Detect if you're being debugged on OS X. Apple's AmIBeingDebugged() won't handle a debugger not using ptrace and is insufficient.

osx_being_debugged.c

#include <mach/task.h>
#include <mach/mach_init.h>
#include <stdbool.h>

static bool amIAnInferior(void)
{
	mach_msg_type_number_t count = 0;
	exception_mask_t masks[EXC_TYPES_COUNT];
	mach_port_t ports[EXC_TYPES_COUNT];
	exception_behavior_t behaviors[EXC_TYPES_COUNT];
	thread_state_flavor_t flavors[EXC_TYPES_COUNT];

	exception_mask_t mask = EXC_MASK_ALL & ~(EXC_MASK_RESOURCE | EXC_MASK_GUARD);
	kern_return_t result = task_get_exception_ports(mach_task_self(), mask, masks, &count, ports, behaviors, flavors);
	if (result == KERN_SUCCESS)
	{
		for (mach_msg_type_number_t portIndex = 0; portIndex < count; portIndex++)
		{
			if (MACH_PORT_VALID(ports[portIndex]))
			{
				return true;
			}
		}
	}
	return false;
}

I have to look at what's the cause of it, but this does not work as intended as it crashes a process that is not being debugged when called in a DYLD_INSERT'd dylib.

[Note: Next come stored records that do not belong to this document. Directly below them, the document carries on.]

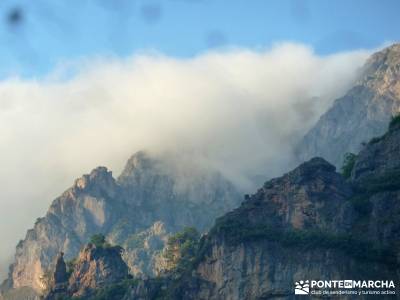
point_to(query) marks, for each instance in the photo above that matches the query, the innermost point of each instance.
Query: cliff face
(361, 114)
(309, 224)
(96, 267)
(137, 211)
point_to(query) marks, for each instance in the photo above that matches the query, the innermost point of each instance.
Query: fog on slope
(238, 111)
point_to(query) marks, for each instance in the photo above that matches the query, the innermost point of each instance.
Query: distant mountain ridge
(361, 114)
(138, 211)
(309, 224)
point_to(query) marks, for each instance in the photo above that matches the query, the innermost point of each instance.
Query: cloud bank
(239, 111)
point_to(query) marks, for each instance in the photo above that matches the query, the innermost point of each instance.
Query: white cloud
(239, 111)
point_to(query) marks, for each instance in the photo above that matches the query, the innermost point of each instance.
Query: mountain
(362, 113)
(310, 224)
(149, 201)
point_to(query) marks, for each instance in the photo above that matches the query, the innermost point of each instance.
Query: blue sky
(35, 36)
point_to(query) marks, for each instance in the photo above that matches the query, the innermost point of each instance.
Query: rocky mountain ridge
(361, 114)
(139, 210)
(311, 223)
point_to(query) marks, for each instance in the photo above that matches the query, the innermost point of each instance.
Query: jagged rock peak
(96, 266)
(380, 157)
(361, 114)
(98, 176)
(314, 165)
(60, 272)
(138, 162)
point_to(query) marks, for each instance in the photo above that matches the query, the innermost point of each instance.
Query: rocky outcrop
(361, 114)
(138, 211)
(310, 224)
(96, 267)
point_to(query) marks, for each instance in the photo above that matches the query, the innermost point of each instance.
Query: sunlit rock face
(361, 114)
(138, 211)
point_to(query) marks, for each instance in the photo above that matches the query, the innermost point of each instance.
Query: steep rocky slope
(138, 211)
(95, 267)
(362, 113)
(309, 224)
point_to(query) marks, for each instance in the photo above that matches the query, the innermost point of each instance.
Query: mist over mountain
(238, 112)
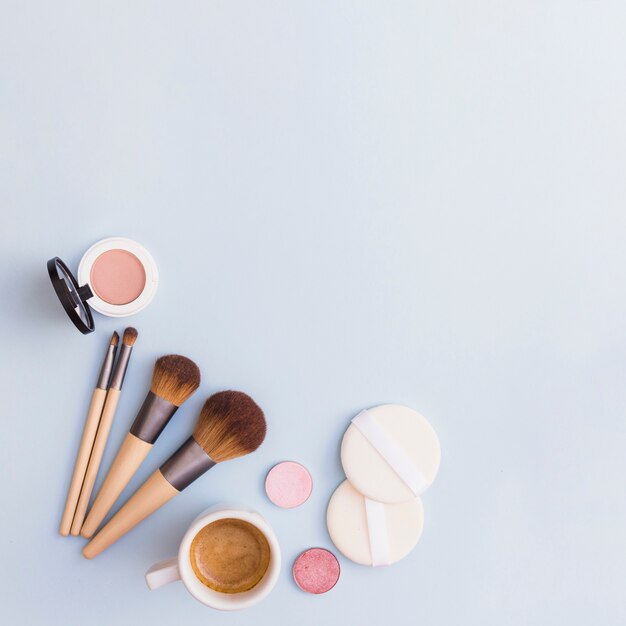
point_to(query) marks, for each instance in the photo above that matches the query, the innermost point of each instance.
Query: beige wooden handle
(104, 428)
(130, 456)
(82, 459)
(153, 494)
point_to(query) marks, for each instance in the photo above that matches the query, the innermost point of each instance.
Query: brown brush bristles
(231, 424)
(175, 378)
(130, 336)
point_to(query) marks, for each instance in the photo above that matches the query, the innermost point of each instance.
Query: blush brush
(174, 379)
(89, 434)
(230, 425)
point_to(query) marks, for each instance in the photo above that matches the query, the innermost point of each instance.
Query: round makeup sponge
(373, 533)
(390, 453)
(316, 570)
(288, 484)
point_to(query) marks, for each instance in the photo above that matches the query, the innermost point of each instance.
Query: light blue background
(350, 203)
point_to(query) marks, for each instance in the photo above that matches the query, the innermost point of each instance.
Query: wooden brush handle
(153, 494)
(82, 459)
(104, 428)
(130, 456)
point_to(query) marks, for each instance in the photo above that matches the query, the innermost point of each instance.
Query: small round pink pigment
(316, 570)
(288, 484)
(118, 277)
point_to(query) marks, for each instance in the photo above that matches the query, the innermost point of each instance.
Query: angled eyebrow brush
(89, 434)
(174, 379)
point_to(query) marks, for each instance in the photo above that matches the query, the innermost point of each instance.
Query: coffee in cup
(230, 555)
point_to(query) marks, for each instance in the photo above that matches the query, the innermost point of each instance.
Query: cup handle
(162, 573)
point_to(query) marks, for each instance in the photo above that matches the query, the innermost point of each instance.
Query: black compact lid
(72, 296)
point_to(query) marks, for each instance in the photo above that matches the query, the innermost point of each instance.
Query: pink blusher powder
(118, 277)
(288, 484)
(316, 570)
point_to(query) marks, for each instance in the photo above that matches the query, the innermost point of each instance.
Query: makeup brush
(117, 380)
(89, 434)
(175, 378)
(230, 425)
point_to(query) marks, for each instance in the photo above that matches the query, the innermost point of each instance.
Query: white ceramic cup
(179, 568)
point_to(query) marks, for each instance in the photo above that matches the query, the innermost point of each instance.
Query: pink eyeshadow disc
(118, 277)
(288, 484)
(316, 570)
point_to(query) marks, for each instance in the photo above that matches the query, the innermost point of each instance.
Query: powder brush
(104, 427)
(89, 434)
(174, 379)
(230, 425)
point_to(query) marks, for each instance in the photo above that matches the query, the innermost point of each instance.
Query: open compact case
(117, 276)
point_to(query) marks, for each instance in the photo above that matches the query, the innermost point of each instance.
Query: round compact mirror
(73, 297)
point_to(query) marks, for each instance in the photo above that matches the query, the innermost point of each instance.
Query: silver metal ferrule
(120, 367)
(153, 417)
(186, 464)
(107, 368)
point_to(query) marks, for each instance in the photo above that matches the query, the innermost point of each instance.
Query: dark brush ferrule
(153, 416)
(120, 367)
(107, 368)
(186, 464)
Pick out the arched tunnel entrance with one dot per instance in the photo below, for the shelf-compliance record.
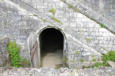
(51, 47)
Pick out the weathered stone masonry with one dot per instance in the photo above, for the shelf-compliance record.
(22, 20)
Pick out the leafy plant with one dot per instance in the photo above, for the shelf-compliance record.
(15, 58)
(70, 6)
(76, 52)
(81, 60)
(55, 19)
(64, 59)
(25, 63)
(110, 56)
(52, 10)
(102, 25)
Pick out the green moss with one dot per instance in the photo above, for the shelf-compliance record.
(89, 39)
(52, 10)
(44, 20)
(76, 52)
(94, 59)
(110, 56)
(64, 1)
(55, 19)
(81, 60)
(64, 59)
(15, 58)
(102, 25)
(75, 9)
(70, 6)
(25, 63)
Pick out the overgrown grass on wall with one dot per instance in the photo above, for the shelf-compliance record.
(15, 58)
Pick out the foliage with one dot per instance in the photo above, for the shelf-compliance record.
(81, 60)
(76, 52)
(25, 63)
(110, 56)
(64, 59)
(52, 10)
(15, 58)
(102, 25)
(89, 39)
(55, 19)
(70, 6)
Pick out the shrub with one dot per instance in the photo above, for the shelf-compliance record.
(15, 58)
(52, 11)
(25, 63)
(110, 56)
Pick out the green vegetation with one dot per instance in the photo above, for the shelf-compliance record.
(76, 52)
(64, 59)
(93, 59)
(15, 58)
(70, 6)
(44, 20)
(52, 10)
(81, 60)
(102, 25)
(55, 19)
(89, 39)
(25, 63)
(110, 56)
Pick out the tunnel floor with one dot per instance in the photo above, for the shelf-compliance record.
(51, 47)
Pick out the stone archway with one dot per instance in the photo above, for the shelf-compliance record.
(51, 43)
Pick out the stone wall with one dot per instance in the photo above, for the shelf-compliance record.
(85, 39)
(56, 72)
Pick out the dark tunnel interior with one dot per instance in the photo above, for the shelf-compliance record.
(51, 41)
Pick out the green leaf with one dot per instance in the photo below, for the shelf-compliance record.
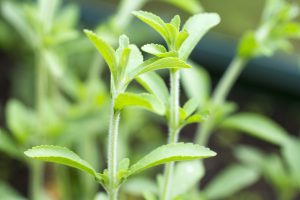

I know this is gist is incredibly old, but if you have any insights or encountered this yourself I'd be interested in your observations from the past.

Currently to determine this I'm just checking AmIBeingDebugged and searching the thread context for non zero dr- registrars -- saying there's a hardware breakpoint present.

I haven't tried this code in a long time. I assume it's crashing in task_get_exception_ports() or mach_task_self(). Maybe you're calling it too early in the process since you're being DYLD_INSERT'd but that's a guess.